I make the art that I make because I honestly don’t know how not to. It’s always been that way — a need, not a strategy. When I’m creating, my only goal is for the image to become what it *needs* to be. Not what it *should* be for trends, or what's more clickable, or what might play better in an algorithm — just what it *is*, and what it *wants* to be.
There’s no calculated “edge” to it. No layered intention of teasing a link or nudging people toward something else. No thirst trap agenda, no coy marketing baked into it. And while, sure, the work I do often falls outside what’s considered “safe” for social media — that’s not some ploy. It’s just that some stories, some visuals, some emotions require full expression.

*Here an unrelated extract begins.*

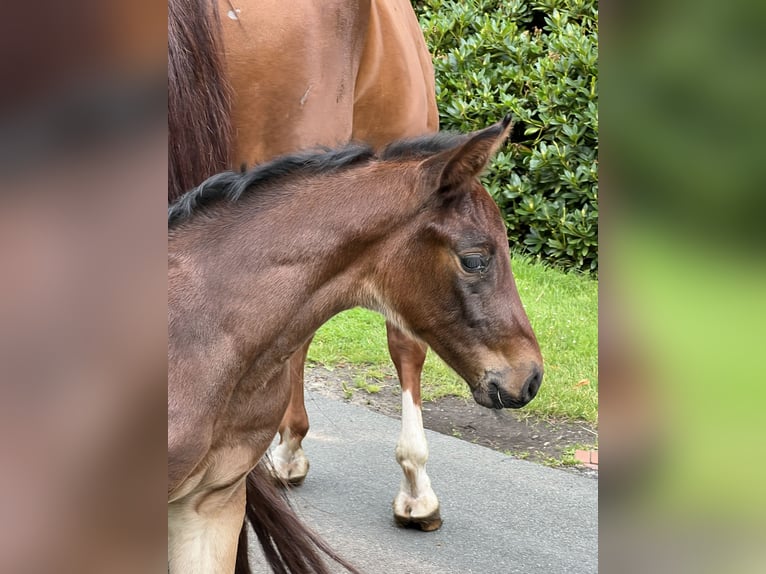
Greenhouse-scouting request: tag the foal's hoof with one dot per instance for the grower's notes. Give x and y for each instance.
(425, 523)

That’s all.
I’ve never been interested in chasing eyes for the sake of numbers or clicks or paywalls. That’s a whole different world — and to be clear, I don’t knock anyone operating in that space. It’s just not where my work lives, and not where my head is.
If someone chooses to view what I make through a lens of self-gratification or exploitation, I can’t stop them — but that’s never the framework I create in. That interpretation lives outside of my intent, not inside it. The work may be bold. It may be vulnerable. It may even confront something people aren’t used to seeing. But it’s not engineered to be provocative for provocation’s sake — it just *is what it is*, and I leave the rest up to the viewer.
I’m not always here to make art that says something, but on occasion I am – even when that something is hard to pin down. Especially then. Because the art that matters most to me has never handed out easy answers — it’s asked better questions. And often, it exists for the sake of existing. And that’s all I ever really want it to do.